У большинства же снимавших на фронте судьбы вообще складывались «полосато» — то громкий успех, то какая-то невнятная пауза, то провал. Снова успех, а следом опять-таки колесо фортуны могло повернуться как угодно.

И тут самое время еще раз напомнить о том, что успешная или неуспешная работа оператора на фронте зависела не всегда и не во всем только от него самого, а зависела еще и от очень и очень многих самых разных обстоятельств. От группы, в которую он не по своей воле  зачислялся. От того, кто этой группой руководил. От того, какие именно отношения складывались у данного начальника с политуправлением фронта. От состояния дел на том фронте, на который оператор попал. От технического состояния камеры, которую ему вручили. От качества той пленки, что ему досталась. От ее наличного количества. А иногда и полного отсутствия. От состояния транспорта, на котором приходилось наматывать к очередному месту съемки десятки и сотни километров по фронтовым дорогам, а чаще всего — полному бездорожью. Нужно было быть невероятным везунчиком, чтобы все эти и многие прочие обстоятельства складывались таким образом, чтобы хотя бы вовремя оказаться на месте съемки и нормально произвести ее. 
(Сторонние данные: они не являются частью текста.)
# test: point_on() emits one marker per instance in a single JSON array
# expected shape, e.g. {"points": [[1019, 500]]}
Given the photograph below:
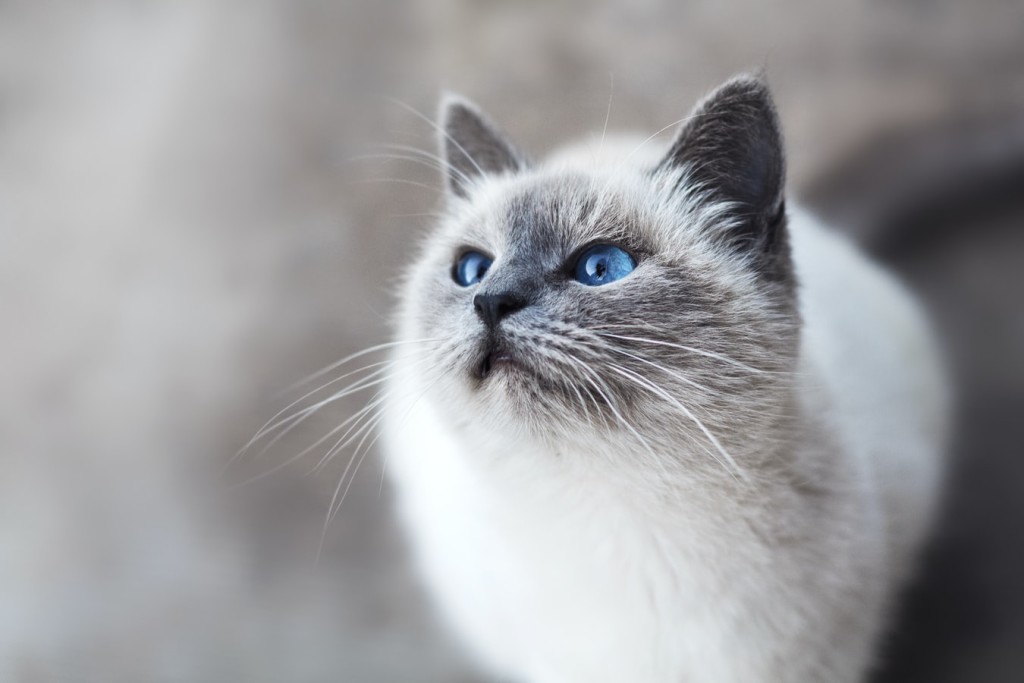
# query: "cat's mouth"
{"points": [[495, 358]]}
С учетом всего сказанного наше первоначальное намерение поделить тех, кто привычно причислен к сообществу фронтовых кинохроникеров на «святых» и «грешных», на «настоящих»  и «маскарадных» оказалось невыполнимым. Попытка развести документы, относящиеся к  личным биографиям, по двум разным разделам — в одном чистые герои, в другом прегрешившие — сразу же провалилась. Выходило так, что многие фамилии оказывались одновременно и тут и там. Вот такой-то, к примеру, отличился совершенно грандиозной съемкой штурма города N и даже представлен за нее к высокой правительственной награде, а где-то через месяц его фамилия появляется уже в грозном приказе Главкинохроники со строками о беспробудном запое или о некратковременной самовольной поездке с фронта к любимой жене. Куда, к какой категории такого товарища причислять?
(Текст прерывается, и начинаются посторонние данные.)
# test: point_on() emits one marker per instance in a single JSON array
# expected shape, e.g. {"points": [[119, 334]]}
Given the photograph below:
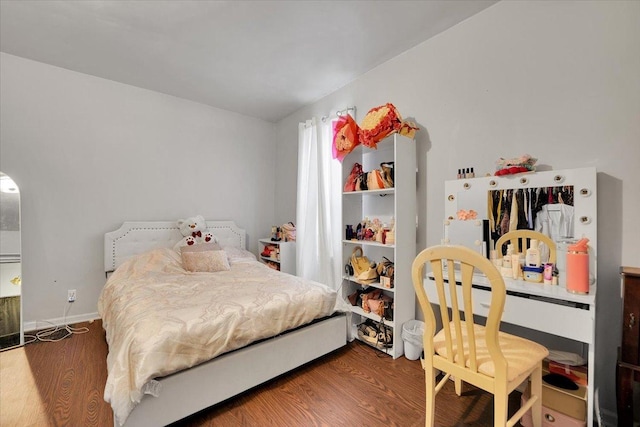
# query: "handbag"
{"points": [[356, 171], [360, 263], [387, 174], [378, 303], [376, 334], [386, 269]]}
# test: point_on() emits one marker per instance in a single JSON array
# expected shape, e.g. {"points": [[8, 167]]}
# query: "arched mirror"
{"points": [[10, 265]]}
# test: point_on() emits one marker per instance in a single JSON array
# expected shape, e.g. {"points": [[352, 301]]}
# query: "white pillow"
{"points": [[205, 257]]}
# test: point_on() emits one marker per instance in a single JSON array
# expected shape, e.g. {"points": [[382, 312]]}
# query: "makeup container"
{"points": [[533, 274], [578, 267]]}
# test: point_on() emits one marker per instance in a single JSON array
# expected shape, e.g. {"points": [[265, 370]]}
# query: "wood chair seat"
{"points": [[480, 355], [522, 354]]}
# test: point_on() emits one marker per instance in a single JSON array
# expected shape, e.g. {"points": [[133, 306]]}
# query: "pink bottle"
{"points": [[578, 267]]}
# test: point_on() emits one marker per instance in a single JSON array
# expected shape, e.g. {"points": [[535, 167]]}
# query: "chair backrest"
{"points": [[518, 238], [453, 268]]}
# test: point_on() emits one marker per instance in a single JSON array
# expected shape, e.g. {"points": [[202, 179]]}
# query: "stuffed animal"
{"points": [[195, 231]]}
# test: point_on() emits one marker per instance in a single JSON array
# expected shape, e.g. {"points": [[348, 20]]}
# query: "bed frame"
{"points": [[189, 391]]}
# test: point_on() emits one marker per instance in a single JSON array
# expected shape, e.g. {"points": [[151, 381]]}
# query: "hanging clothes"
{"points": [[513, 215], [555, 221]]}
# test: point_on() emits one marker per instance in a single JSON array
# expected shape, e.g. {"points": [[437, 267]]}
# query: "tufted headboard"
{"points": [[135, 237]]}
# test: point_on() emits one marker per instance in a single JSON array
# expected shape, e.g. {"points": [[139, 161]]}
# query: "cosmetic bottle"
{"points": [[515, 266], [506, 261], [532, 257], [578, 267]]}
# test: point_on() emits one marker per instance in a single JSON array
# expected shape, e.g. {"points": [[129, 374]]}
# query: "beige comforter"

По мере приближения к победному завершению войны число всякого рода поведенческих  срывов и дисциплинарных прегрешений, надо заметить, стало заметно возрастать. Сказывалась  усталость, слишком длительное напряжение, страшенные стрессы, кочевой образ жизни. Километраж, накрученный за годы войны даже не самым активным оператором, многократно  превосходил даже путь тех солдатиков красной Армии, кто пехом протопал путь от Сталинграда до Берлина.

Лишь очень небольшой срок доводилось обычно провести оператором на базе своей киногруппы, где более или менее еще можно было перевести дух, отмыться и привести себя в порядок. Большую же часть своей фронтовой жизни они проводили в дороге из одной воинской  части в другую. Эти изувеченные и разбитые фронтовые дороги проходили нередко и под артобстрелом противника, и под бомбежками, оказывались заминированными. А сколько было случаев, когда из-за непроясненности боевой обстановки те же дороги заводили наших  операторов на территорию занятую фашистами, откуда потом удавалось еле-еле унести ноги!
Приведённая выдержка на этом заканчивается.